In setting the story of Layo in the remote, quasi-mythical Yoruba past, she faces the problems of presenting lively characters without making them anachronistic, and of making their social background coherent without obtrusive "anthropologising". She mostly succeeds, but readers may find that American usage highlights the fact that it is difficult not to "read back" our own responses on to people who left no written record. In her Afterword she notes that Yoruba history includes marked discontinuities, and she uses the people's ability to "re-vision" their past, in creating her taut narrative of a girl on the brink of adulthood.
Part of the story is set in Ife, the ancient centre of Yoruba civilization, and its values - co-operation in productive work, and regard for the contribution of all generations - are clearly established. Women's lives encompass family responsibilites, command of craft skills, and community leadership, and older women enjoy high esteem. Many details, such as an account of the divination process, subtly adjusted to group and individual needs, carry conviction.

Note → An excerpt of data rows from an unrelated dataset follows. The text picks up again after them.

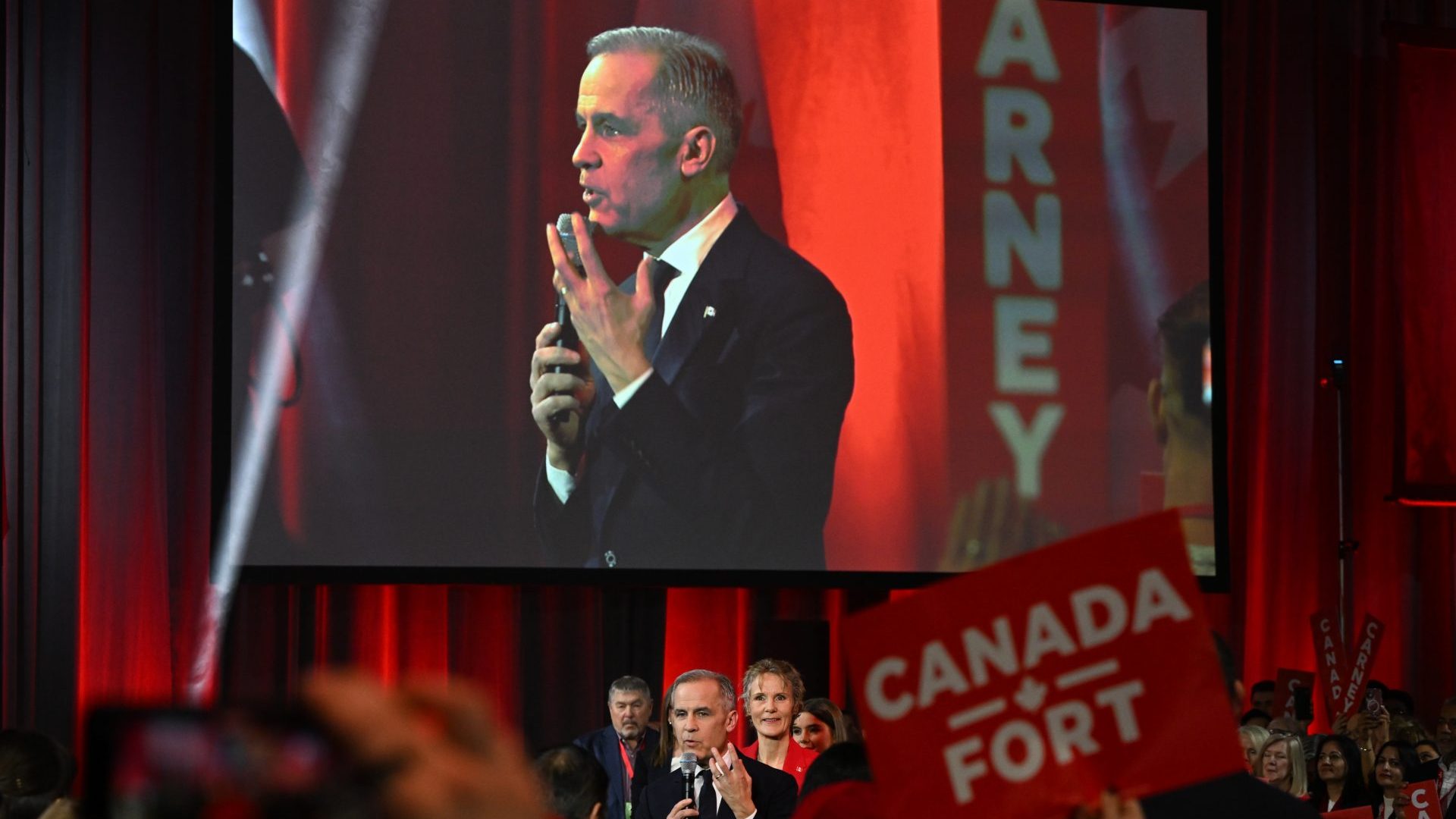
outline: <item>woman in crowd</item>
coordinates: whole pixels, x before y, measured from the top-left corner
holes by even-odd
[[[772,765],[804,787],[804,772],[817,752],[794,742],[794,718],[804,705],[804,679],[785,660],[759,660],[743,675],[743,710],[759,739],[741,752]]]
[[[1270,740],[1270,732],[1259,726],[1239,726],[1239,746],[1243,748],[1243,767],[1248,772],[1259,775],[1254,769],[1254,762],[1259,758],[1259,749]]]
[[[1321,813],[1370,804],[1360,769],[1360,746],[1353,739],[1332,734],[1319,740],[1309,796]]]
[[[1370,771],[1370,803],[1376,819],[1395,815],[1395,797],[1406,785],[1405,775],[1421,761],[1411,743],[1392,739],[1374,752],[1374,771]]]
[[[833,700],[805,700],[804,710],[794,717],[794,742],[815,753],[824,753],[830,745],[844,742],[843,711]]]
[[[1305,746],[1297,736],[1271,736],[1259,751],[1255,772],[1278,790],[1306,799],[1309,780],[1305,774]]]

A book that begins, "I have just killed myself" may be expected to offer challenges as well as surprises. In Song of Be, Be is a Ju'hoan Bushman girl (Lesley Beake explains her preference for this term) who comes with her mother, Aia, to a farm, Ontevrede, in the Gobabis district of Namibia, shortly after Independence in 1990. Her grandfather has worked for years for Mr Coetzee ("Kleinbaas"), and all three members of the family are vulnerable to exploitation and abuse. Be's dealings with Mr Coetzee's disturbed wife, Min, told from her own point of view, show, in an unforced way, how the San suffer to an extreme degree the misrepresentation of non-white people in Southern Africa. This painful material is offset by Be's warm and lyrical portrayal of her own culture (especially the security of being loved by many "mothers"), and by her eventual rescue.
Lesley Beake writes well, for slightly older readers, and teachers using her book might welcome some contextual help, for example Marjorie Shostak's Nisa, the life and words of a !Kung woman (1982). She gives the address of the Nyae Nyae Farmers' Co-operative who helped her (the Ju'hoan are no longer exclusively hunter-gatherers). Schools might like to investigate the possibility of making contact. They would need to offer suitable resources in exchange for information, and to match Lesley Beake's evident respect for people whose lives are still precarious.